I Didn’t Know I Was Stopping My Own Breath—Until Someone Told Me
One time I shared a room with my daughter. The next morning she told me something that shook me:
“Mum… you snore. And you stop breathing sometimes.”
Excuse me?
Later she gave me some nasal strips—like the ones Alex Hormozi wears. I’d assumed they were part of his branding. Apparently not.
The first time I wore them, they fell off in my sleep. The second time, I applied them properly. And suddenly I was breathing like a new person. Air. Oxygen. Calm.
It made me wonder: How many other things have I normalised that are actually hurting me?
I’d been living with subpar breathing and calling it “just how I sleep.” And it wasn’t.

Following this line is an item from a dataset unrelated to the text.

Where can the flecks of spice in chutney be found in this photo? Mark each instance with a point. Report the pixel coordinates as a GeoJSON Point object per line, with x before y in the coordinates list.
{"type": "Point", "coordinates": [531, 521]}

Just like I used to call constant bloating “just stress.” Or fatigue “just age.”
Turns out, the problem isn’t always dramatic. It’s the quiet ways your body adjusts—and how long it takes you to realise something’s wrong.
What I learned:
Listen to people who love you. Especially when they tell you something you don’t want to hear.
Your body knows. You just forgot how to listen.

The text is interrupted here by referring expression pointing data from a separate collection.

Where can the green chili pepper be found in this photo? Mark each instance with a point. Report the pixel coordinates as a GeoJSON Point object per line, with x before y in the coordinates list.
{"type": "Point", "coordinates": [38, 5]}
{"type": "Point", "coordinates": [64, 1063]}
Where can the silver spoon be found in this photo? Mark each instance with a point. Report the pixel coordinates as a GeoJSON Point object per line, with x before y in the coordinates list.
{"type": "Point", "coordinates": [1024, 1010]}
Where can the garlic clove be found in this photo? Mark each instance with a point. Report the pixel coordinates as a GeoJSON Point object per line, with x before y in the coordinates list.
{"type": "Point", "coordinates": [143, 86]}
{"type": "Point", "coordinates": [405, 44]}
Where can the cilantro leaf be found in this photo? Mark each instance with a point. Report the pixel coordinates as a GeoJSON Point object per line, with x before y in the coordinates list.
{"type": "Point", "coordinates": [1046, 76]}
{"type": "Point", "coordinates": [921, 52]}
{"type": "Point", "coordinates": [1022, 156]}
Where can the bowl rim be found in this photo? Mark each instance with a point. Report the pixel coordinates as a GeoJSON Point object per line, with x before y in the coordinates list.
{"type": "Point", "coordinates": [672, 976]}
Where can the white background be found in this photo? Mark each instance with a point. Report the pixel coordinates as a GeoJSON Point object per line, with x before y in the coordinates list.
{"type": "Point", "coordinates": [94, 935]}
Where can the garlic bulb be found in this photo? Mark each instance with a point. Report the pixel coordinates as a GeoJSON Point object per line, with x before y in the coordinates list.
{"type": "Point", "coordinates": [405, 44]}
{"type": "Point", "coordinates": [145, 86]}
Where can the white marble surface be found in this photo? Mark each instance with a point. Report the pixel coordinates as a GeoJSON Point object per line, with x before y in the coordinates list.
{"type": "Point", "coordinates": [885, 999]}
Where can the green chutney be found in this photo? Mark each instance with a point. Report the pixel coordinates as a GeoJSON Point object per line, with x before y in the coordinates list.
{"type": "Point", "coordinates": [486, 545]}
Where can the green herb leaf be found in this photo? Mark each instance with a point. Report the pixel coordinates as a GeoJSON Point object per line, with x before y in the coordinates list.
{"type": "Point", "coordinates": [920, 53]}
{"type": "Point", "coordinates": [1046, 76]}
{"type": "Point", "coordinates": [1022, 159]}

Breathing properly isn’t a luxury. It’s life.
I share this not as a health expert, but as someone who’s learning to stop ignoring their own warning signs.

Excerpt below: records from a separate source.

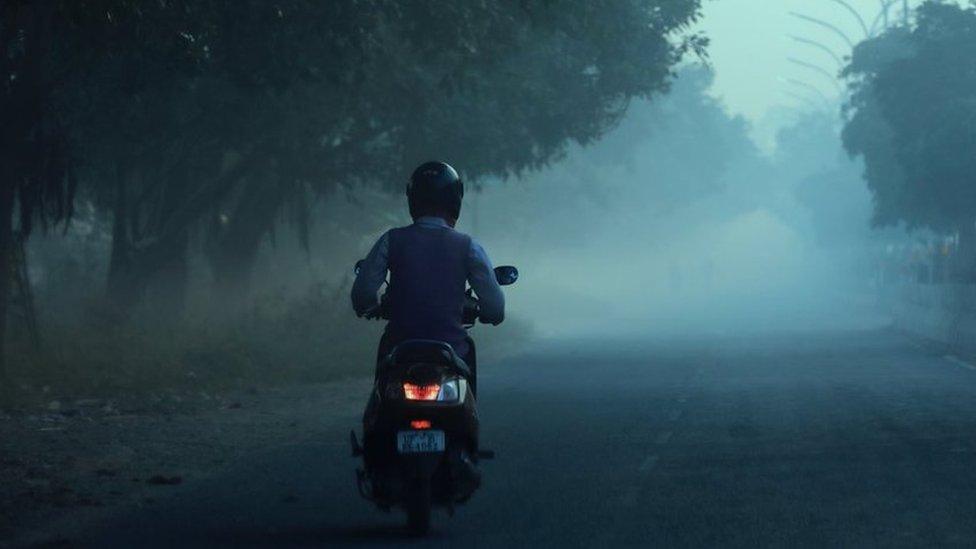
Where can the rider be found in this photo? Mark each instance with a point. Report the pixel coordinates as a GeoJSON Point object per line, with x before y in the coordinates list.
{"type": "Point", "coordinates": [429, 263]}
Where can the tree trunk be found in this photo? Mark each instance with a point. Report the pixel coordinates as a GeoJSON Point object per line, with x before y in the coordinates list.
{"type": "Point", "coordinates": [134, 266]}
{"type": "Point", "coordinates": [239, 240]}
{"type": "Point", "coordinates": [6, 271]}
{"type": "Point", "coordinates": [120, 290]}
{"type": "Point", "coordinates": [965, 264]}
{"type": "Point", "coordinates": [167, 288]}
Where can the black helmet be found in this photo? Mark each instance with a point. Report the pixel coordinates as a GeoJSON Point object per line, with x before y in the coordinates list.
{"type": "Point", "coordinates": [435, 188]}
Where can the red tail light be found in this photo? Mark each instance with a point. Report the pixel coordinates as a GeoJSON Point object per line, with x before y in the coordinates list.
{"type": "Point", "coordinates": [421, 392]}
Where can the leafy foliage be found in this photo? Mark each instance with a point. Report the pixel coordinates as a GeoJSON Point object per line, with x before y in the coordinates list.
{"type": "Point", "coordinates": [913, 117]}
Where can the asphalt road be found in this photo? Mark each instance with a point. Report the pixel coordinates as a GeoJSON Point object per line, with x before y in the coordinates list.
{"type": "Point", "coordinates": [856, 438]}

Here’s to breathing better—literally and figuratively.
🌬️ Try this:
Tonight before bed, notice how you’re breathing. Shallow? Deep? Nose or mouth?
What might change if you took that as information, not judgment?




"What might change if you took that as information, not judgment?"
Man, there's a question we could apply to MANY things-- we all need to hold off on that reflexive nobody-tells-ME-what-to-do reaction!